Etcd worked really well in the beginning, however as we ramped up in the early beta we noticed that there would be periodic hangs in servicing the requests. It turned out that because etcd uses a log appending algorithm, then after a few thousand changes it needs to “flatten” through snapshots its view on the data. So our increasingly busy set of user projects would then trigger this regular flattening of the database, which led to the hangs. This ultimately became too painful, so for now, we’ve moved over to PostgreSQL. Etcd is probably a good solution for less volatile data, and where lookups aren’t as time sensitive.
The Go proxies worked out really well though, and apart from having to add support for proxying through Websockets, the native libraries met the majority of our base networking needs.
The Container Servers
Right from the outset, we settled on a user’s application being sandboxed in a Docker container running on AWS EC2 instances. An orchestration service would then need to coordinate the content on the disk, content changes with the editor, the Docker containers used for installation and running the user’s code, and the returning of all the necessary logs back to the user’s editor.
The challenge here is that some parts of the architecture needed to be fast, with low-latency exchanging of messages between the components, and others needed to handle long-running, blocking events such as starting a user’s application. To get around this, we used a messaging hub and spoke model. The hubs were non-blocking event loops that would listen and send on Go channels. The spokes would reflect the single instances of a project’s content with OT support or container environment via the Docker APIs. This architecture has worked well and enabled us in the early days to split the proxies off from the container servers without too much effort, and a messaging approach lends itself to decoupling components as needs arise.
Post-launch we ran into a number of Kernel bugs that only emerged as we scaled up. So we put a lot of effort into hardening Docker and making the environment stable and responsive. To get there we went through several OS and Docker version combinations. In the end, we settled on Ubuntu Xenial with Docker, which works well for stability under load.

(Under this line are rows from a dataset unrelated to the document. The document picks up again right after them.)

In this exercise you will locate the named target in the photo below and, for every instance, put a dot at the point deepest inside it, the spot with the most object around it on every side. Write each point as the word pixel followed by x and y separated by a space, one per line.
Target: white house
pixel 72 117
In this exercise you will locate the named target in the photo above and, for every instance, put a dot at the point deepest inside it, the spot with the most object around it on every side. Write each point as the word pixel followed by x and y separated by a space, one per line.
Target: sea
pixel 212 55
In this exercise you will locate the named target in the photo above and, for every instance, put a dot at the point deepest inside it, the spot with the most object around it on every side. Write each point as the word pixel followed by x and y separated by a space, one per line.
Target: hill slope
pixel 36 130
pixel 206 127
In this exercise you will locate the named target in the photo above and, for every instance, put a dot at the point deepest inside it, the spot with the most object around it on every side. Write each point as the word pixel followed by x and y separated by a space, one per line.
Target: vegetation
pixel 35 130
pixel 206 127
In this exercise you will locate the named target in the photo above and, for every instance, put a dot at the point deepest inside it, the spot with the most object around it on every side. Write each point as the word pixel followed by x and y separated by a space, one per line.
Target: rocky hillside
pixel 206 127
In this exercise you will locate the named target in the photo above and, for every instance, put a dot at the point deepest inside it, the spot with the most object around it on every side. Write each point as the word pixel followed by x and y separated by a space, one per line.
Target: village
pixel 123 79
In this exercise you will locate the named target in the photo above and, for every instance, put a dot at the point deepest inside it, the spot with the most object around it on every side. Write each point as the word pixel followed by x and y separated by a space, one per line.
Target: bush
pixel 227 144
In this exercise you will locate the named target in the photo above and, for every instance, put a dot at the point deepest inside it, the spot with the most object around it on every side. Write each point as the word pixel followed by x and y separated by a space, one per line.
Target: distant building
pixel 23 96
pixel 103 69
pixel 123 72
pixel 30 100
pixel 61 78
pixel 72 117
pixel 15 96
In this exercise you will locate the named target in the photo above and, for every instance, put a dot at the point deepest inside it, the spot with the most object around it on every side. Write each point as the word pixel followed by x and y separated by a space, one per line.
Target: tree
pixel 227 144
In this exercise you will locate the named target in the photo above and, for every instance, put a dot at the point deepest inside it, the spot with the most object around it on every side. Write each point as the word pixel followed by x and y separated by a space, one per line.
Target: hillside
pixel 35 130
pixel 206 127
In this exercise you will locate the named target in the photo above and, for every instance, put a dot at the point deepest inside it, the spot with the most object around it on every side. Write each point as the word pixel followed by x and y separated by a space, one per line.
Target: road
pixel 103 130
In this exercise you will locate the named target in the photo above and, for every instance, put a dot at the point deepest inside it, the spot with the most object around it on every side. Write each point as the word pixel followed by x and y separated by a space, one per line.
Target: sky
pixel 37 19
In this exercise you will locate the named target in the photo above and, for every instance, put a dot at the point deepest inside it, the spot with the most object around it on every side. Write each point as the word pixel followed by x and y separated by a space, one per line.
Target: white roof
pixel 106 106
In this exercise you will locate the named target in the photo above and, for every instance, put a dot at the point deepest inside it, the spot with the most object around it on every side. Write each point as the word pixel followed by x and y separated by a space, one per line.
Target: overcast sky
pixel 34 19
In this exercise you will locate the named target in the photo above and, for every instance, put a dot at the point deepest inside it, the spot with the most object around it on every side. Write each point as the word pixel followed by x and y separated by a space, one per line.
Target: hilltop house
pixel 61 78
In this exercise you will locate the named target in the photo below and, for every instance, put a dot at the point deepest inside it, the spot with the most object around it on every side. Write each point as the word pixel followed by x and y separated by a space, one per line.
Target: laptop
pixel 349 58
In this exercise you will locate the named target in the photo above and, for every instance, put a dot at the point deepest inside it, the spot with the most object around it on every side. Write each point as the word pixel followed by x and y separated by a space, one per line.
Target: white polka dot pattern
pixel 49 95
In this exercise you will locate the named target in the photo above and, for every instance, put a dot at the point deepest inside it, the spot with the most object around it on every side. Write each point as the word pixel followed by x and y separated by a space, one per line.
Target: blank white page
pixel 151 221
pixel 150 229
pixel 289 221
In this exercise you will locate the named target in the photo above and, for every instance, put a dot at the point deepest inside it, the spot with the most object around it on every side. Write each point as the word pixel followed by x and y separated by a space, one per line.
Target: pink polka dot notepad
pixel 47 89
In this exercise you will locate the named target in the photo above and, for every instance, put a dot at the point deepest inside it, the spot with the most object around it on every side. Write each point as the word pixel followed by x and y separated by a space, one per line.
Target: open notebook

Using HyperDev to Power HyperDev
One of the choices we made early on was to force some of our backend services to use HyperDev as their hosting solution so we are always dogfooding. This is important, as if we want people to trust and rely on HyperDev for their projects, then we should be happy do the same for our own too.
We did this for the “About” and “Community” pages on our site without too many problems. The big one for us though was Authentication and Authorization as it’s the first service used once the frontend is running. So any problems on the backend are customer-facing and immediately impact a user’s experience of the product. This has caused some growing pains over using more mature, battle-hardened options. But it has meant we’ve been focused on reliability from the outset and it proves that you can use HyperDev to create complex projects, rather than just toy apps.
Overall, we’re happy with our stack. We’ve had to learn a number of lessons quickly as our launch brought more than 3 times the number of users we had anticipated (but that’s a nice problem to have!) However, no early-stage stack is perfect and we’re continuing to refine and try different options as we continue to scale up, improve speed and performance of the service and deliver the rock-solid reliability our users deserve.